Google just killed Kubernetes pricing as we know it. LeMario is a model trained on Super Mario Bros., using JEPA to learn world dynamics from pixels and actions but not how to actually make progress in the game. It excels at reward-free planning, beating persistence and shuffled action baselines by 45% and 47%, respectively. The architecture includes AdaLN-Zero for injecting actions into transformer blocks, starting with zero weights to gradually learn which gates to open during training. LeMario was trained on 737,134 frames from 280 episodes across 32 levels.

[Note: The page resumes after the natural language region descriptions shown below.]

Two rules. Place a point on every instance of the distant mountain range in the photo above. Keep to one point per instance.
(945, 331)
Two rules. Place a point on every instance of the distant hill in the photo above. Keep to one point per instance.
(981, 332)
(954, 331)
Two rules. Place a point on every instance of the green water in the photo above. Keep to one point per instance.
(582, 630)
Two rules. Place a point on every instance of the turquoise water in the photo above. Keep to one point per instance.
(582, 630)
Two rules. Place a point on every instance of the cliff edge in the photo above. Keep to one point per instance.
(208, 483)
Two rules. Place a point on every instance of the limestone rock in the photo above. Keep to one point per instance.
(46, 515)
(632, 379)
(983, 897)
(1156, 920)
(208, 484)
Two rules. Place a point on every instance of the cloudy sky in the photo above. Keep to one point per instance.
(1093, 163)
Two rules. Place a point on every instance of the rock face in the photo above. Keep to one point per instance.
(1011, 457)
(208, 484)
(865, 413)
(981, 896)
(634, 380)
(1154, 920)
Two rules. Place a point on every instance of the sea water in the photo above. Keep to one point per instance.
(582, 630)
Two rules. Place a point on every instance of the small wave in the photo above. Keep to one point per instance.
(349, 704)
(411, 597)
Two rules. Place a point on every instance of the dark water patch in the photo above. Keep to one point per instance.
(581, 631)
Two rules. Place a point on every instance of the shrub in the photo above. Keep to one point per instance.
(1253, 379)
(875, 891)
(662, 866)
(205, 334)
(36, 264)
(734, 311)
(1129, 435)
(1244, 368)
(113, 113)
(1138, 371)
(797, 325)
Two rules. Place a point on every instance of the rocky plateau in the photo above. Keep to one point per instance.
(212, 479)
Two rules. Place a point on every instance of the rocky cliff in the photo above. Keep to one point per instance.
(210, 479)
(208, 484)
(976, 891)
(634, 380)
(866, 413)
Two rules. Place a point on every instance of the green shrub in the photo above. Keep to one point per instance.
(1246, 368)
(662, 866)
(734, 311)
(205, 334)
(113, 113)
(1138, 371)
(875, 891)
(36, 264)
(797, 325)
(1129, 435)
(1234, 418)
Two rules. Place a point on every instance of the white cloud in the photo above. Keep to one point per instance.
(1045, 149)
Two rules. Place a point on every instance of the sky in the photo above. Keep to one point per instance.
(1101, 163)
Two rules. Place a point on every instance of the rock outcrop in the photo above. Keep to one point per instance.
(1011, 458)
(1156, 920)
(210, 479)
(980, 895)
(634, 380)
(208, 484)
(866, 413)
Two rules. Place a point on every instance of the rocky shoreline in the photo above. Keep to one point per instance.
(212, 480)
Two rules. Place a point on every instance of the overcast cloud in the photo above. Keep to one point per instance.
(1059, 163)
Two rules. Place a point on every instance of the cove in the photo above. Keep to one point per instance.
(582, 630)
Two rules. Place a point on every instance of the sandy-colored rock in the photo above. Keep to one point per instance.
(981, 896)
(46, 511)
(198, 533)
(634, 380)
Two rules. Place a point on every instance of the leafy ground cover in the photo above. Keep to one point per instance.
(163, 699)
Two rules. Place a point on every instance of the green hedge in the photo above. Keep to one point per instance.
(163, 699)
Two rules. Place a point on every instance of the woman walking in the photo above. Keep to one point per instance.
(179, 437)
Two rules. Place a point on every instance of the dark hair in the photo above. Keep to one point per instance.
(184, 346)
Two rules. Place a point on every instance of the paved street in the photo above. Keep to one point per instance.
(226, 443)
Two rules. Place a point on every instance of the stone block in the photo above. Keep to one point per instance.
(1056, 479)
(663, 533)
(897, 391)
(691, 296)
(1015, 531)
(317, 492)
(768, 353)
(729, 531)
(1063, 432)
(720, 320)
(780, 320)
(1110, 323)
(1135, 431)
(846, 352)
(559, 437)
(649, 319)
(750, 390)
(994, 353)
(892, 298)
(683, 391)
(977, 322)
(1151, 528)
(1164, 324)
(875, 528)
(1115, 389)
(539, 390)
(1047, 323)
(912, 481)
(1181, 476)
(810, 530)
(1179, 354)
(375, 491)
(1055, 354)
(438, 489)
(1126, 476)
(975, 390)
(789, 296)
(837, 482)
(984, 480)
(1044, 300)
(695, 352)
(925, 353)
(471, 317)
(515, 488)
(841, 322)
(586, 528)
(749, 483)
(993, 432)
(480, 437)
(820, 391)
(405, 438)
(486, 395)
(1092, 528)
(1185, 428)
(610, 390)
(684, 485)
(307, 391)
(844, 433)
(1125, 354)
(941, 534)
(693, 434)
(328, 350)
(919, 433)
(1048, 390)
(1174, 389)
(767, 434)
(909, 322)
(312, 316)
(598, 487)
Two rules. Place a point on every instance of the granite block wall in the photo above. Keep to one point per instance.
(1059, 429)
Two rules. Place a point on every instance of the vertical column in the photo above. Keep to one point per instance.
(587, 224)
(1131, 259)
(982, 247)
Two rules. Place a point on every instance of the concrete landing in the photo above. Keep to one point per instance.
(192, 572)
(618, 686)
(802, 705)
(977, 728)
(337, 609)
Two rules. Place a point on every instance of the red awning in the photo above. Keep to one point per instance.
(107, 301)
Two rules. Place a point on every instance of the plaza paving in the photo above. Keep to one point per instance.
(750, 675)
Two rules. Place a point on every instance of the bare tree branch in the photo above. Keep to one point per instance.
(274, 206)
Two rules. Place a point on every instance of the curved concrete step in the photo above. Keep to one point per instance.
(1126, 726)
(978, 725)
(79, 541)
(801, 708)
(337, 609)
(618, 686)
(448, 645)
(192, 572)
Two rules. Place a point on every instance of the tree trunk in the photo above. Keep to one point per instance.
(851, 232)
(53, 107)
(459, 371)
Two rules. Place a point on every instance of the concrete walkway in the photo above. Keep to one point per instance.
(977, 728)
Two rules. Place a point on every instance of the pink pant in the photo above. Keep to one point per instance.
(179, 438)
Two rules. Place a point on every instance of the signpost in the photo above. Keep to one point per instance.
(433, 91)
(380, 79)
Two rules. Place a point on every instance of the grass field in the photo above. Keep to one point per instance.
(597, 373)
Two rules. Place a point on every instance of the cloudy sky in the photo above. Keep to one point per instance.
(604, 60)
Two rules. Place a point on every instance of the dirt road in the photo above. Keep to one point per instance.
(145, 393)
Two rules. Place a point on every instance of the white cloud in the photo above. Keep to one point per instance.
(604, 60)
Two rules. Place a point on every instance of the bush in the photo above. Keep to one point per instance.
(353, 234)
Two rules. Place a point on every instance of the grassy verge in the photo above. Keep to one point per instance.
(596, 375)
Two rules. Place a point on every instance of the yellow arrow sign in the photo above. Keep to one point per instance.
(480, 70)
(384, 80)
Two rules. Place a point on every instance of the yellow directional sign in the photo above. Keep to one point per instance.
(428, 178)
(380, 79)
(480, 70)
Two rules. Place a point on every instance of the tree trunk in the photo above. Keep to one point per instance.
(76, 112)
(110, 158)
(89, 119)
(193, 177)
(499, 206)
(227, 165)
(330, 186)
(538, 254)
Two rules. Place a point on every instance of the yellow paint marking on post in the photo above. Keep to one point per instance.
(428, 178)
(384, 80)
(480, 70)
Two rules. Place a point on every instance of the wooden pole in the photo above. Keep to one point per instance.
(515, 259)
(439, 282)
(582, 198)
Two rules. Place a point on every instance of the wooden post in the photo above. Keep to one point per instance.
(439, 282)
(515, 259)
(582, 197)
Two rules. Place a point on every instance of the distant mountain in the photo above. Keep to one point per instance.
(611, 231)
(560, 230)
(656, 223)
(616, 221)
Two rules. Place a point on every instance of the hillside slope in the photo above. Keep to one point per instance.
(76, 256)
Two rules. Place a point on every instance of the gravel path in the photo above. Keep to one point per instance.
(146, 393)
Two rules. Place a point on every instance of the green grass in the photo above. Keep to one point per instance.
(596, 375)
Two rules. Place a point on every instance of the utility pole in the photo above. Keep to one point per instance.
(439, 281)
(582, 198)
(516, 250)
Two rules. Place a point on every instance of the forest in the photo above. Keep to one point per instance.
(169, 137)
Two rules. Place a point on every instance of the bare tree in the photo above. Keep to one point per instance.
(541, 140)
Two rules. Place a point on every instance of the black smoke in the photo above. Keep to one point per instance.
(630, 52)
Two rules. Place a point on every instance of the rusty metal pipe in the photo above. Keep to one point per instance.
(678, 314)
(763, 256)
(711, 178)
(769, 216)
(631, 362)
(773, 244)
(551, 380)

LeMario Learns Super Mario Bros Dynamics From Pixels — Ben

Key Points

1

LeMario uses JEPA to learn world dynamics from pixels and actions, trained on 737,134 frames

2

Model beats persistence baseline by 45% and shuffled action baseline by 47%

3

AdaLN-Zero injects actions into transformer blocks with zero weights initially

4

Cross-Entropy Method (CEM) used to search through imagination for optimal actions

5

Latent is a 192-number representation, probe recovers Mario's horizontal position

Why It Matters

If you're working on reward-free planning or reinforcement learning in complex environments like video games, LeMario shows promise. It excels at predicting game dynamics but falls short in actual gameplay progress, highlighting the gap between understanding and execution.

LeMarioJEPAAdaLN-Zeroreward-free-planningSuper Mario Bros

Frequently Asked Questions

Why does this matter?

If you're working on reward-free planning or reinforcement learning in complex environments like video games, LeMario shows promise. It excels at predicting game dynamics but falls short in actual gameplay progress, highlighting the gap between understanding and execution.

What happened?

LeMario, a model trained on Super Mario Bros., uses JEPA to learn world dynamics from pixels and actions but struggles with actual gameplay progress. It excels in reward-free planning, beating baselines by over 45%. The architecture includes AdaLN-Zero for action injection.